Le précédent Macky Sall
En octobre 2025, Guy Marius Sagna avait déposé une proposition de résolution visant à traduire Macky Sall devant la Haute Cour de Justice pour « haute trahison », après les révélations liées à la gestion des finances publiques et de la dette. Le Bureau de l’Assemblée nationale avait finalement déclaré la proposition irrecevable pour vice de forme, sans examiner le fond du dossier. Pour justifier sa décision, l’institution s’était appuyée sur l’article 103 du nouveau règlement intérieur de l’Assemblée nationale adopté en 2025. Or, Guy Marius Sagna avait contesté cette lecture, estimant que ses propositions avaient été déposées sous l’ancien règlement intérieur et que le nouveau texte ne devait pas être appliqué rétroactivement. À l’époque, il avait déclaré « prendre acte » de la décision du Bureau tout en la jugeant juridiquement discutable.
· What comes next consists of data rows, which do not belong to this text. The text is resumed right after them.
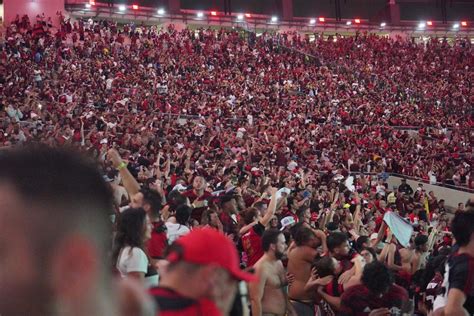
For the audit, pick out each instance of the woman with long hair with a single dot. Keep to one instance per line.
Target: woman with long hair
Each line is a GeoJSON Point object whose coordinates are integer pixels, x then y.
{"type": "Point", "coordinates": [178, 225]}
{"type": "Point", "coordinates": [129, 253]}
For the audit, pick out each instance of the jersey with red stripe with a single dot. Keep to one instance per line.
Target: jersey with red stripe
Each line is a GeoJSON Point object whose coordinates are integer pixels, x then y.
{"type": "Point", "coordinates": [171, 303]}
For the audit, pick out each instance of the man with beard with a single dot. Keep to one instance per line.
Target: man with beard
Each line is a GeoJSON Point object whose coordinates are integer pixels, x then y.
{"type": "Point", "coordinates": [268, 295]}
{"type": "Point", "coordinates": [300, 259]}
{"type": "Point", "coordinates": [54, 235]}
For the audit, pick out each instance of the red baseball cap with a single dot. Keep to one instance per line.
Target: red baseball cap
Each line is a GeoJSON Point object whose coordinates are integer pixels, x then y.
{"type": "Point", "coordinates": [209, 246]}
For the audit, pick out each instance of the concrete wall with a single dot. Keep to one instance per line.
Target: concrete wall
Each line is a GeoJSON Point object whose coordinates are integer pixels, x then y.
{"type": "Point", "coordinates": [32, 8]}
{"type": "Point", "coordinates": [452, 197]}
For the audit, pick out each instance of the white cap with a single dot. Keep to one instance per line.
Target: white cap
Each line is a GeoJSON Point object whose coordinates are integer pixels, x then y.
{"type": "Point", "coordinates": [179, 187]}
{"type": "Point", "coordinates": [287, 221]}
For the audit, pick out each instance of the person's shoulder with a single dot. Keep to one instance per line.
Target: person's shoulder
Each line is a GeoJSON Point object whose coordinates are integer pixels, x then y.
{"type": "Point", "coordinates": [355, 289]}
{"type": "Point", "coordinates": [352, 293]}
{"type": "Point", "coordinates": [398, 292]}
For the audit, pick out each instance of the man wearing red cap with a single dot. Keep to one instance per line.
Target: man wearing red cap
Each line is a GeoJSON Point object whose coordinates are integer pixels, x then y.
{"type": "Point", "coordinates": [202, 275]}
{"type": "Point", "coordinates": [268, 295]}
L’argument de Guy Marius Sagna
Aujourd’hui, le député de PASTEF utilise ce précédent pour défendre indirectement la réintégration de Sonko à l’Assemblée nationale. Son raisonnement est simple : ceux qui acceptaient hier des interprétations extensives ou rétroactives du règlement intérieur ne peuvent pas soudainement invoquer une lecture stricte des textes lorsque cela concerne Ousmane Sonko. Pour Guy Marius Sagna, une partie de la classe politique et de certains juristes applique les principes juridiques « à géométrie variable » selon les intérêts politiques du moment. Il accuse ainsi les adversaires de PASTEF de vouloir empêcher l’exécution du programme souverainiste porté par le parti au pouvoir.
Mais cette argumentation présente aussi une contradiction importante. En rappelant qu’il s’était opposé à l’application rétroactive du règlement intérieur dans le dossier Macky Sall, Guy Marius Sagna reconnaît implicitement qu’il considérait cette pratique comme contestable juridiquement.
Dès lors, ses adversaires lui reprochent aujourd’hui de défendre une logique qu’il dénonçait hier. Sur le plan strict du droit, un précédent contesté ne devient pas automatiquement légal parce qu’il a déjà été appliqué auparavant. La répétition d’une pratique institutionnelle ne suffit pas toujours à créer une règle conforme à la Constitution. Autrement dit, l’argument de Guy Marius Sagna repose davantage sur la cohérence politique et institutionnelle que sur une démonstration juridique définitive.